一生修为,就此烟消云散,由修行者变成一凡人。
自此,由天而坠,成地上蝼蚁。
“你们既然猜到那是言诚,还敢出手,便要罚。”那人说。“这便是罚。”
说着,他转身而去,消失在林中。
老张老刘互对而望,眼中均有悲色。
但……好歹还有命在,活着,便比死去要好万倍。
当两人带着满心痛苦与悔恨,抬走吕安尸体时,言诚正打马行于山中。
“为何要杀他?”灵心于车中问。
“因为他该死。

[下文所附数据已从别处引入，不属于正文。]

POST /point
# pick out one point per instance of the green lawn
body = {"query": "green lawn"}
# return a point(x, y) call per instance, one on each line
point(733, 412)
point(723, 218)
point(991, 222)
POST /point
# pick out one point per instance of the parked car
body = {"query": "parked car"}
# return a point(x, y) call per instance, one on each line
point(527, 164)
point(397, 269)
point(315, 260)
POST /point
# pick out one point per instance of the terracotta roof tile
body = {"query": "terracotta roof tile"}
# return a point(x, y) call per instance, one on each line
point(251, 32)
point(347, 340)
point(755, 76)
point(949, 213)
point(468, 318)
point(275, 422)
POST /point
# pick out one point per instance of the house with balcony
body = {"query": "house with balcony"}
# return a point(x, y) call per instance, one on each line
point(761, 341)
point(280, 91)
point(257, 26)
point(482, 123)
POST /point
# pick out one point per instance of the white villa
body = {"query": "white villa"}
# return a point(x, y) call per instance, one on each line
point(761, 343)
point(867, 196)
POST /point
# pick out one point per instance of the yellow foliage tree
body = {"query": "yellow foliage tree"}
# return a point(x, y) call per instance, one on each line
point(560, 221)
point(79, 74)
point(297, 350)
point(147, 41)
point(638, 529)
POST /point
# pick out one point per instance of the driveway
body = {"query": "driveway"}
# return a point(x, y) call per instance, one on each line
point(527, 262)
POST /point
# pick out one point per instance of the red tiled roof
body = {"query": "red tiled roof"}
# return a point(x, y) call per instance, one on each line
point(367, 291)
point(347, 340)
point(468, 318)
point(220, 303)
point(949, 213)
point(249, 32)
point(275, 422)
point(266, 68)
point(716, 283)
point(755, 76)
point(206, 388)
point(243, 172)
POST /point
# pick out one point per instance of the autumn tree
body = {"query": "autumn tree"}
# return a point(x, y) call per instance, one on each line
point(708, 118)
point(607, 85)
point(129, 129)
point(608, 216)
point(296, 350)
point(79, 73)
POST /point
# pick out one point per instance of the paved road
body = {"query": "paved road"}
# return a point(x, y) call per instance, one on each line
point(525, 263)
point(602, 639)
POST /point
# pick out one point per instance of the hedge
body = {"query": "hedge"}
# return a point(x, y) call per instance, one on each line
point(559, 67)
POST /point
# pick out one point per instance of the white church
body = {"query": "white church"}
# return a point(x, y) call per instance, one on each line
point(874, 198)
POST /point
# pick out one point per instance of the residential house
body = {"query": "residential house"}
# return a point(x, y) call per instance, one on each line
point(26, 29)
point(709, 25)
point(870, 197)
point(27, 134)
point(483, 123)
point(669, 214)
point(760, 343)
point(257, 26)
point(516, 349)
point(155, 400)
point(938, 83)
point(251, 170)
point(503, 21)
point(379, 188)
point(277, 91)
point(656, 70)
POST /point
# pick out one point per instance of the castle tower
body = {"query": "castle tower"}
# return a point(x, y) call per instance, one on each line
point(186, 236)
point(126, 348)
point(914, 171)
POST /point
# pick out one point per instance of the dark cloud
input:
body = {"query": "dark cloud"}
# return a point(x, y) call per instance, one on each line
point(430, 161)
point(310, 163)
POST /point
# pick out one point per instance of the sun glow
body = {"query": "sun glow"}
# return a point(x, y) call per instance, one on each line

”言诚认真地说。“今日所有死者,虽为我所杀,但皆因他的歹心而死,他不偿命,如何有天理?”
“有理。”灵心点头。
“那为何还要他来道歉?”她再问。
“死前能悔,也算是一桩功德,若有地狱,有来生,这一次道歉,也许能抵他些许罪孽。”言诚说。“而且,他得罪了你,自然应该向你道歉才是。”
“最后这一句才是你的真意吧?”玉洁笑着点破。
言诚笑而不答。
灵心微笑,再不语。
你就直说你因为那小子敢对灵心姑娘动心思,你很生气,所以故意玩他,不就得了?费这么多口舌,真虚伪。
吼风抬头看着主人,心里不屑地念叨着主人的坏话。
车向山内而去,穿林而过,绕山而行,渐渐远去。
一行数日,渐入山林更深处,车再难向前,只能停下。
言诚寻了处偏僻安全之所在,扎下营来,安排灵心和玉洁休息,自己则依地图所示再向前行。
行不出数里,便到了战国在地图上标记之处,言诚不敢大意轻忽,展开了异术,四下里感应,仔细寻找。
半日工夫过去,他果然感应到了一股微弱的念铁力量,大喜之下急忙赶了过去,来到一块大岩石前。
那种力量感应,便在石后,言诚收起地图,单掌运力,以破甲念反复击之。
岩石立时一块块粉碎剥离。
此时,一声咆哮传来,却是吼风这家伙追了上来。
“我不是要你保护灵心她们吗?”言诚问。
吼风望着言诚,眨巴着眼睛,眼中全无愧色惧意。
“我明白了。”言诚笑,“是她们两个要你来帮我?”
吼风立时点头。心说遇上这样聪明的主人就是好,心里事他都能猜到,省得我烦心。
再一转念,又觉不好。万一自己心里那些不好的想法他也能看出来,岂不是不妙?
忍不住冒冷汗。
“这石巨大,破之不易,有你相助倒正好。”言诚一指巨石。
吼风看了看,立时人立而起,身子扩大到一人多高,巨爪狠狠拍击巨岩。
一人一熊轮流使力,砸了半个多时辰,终于是将巨岩粉碎,露出岩后一大块黑色的矿石来。言诚自有无牌中取出铁铲,吼风以结实的爪挖掘,又忙了半天后,终将它挖了出来。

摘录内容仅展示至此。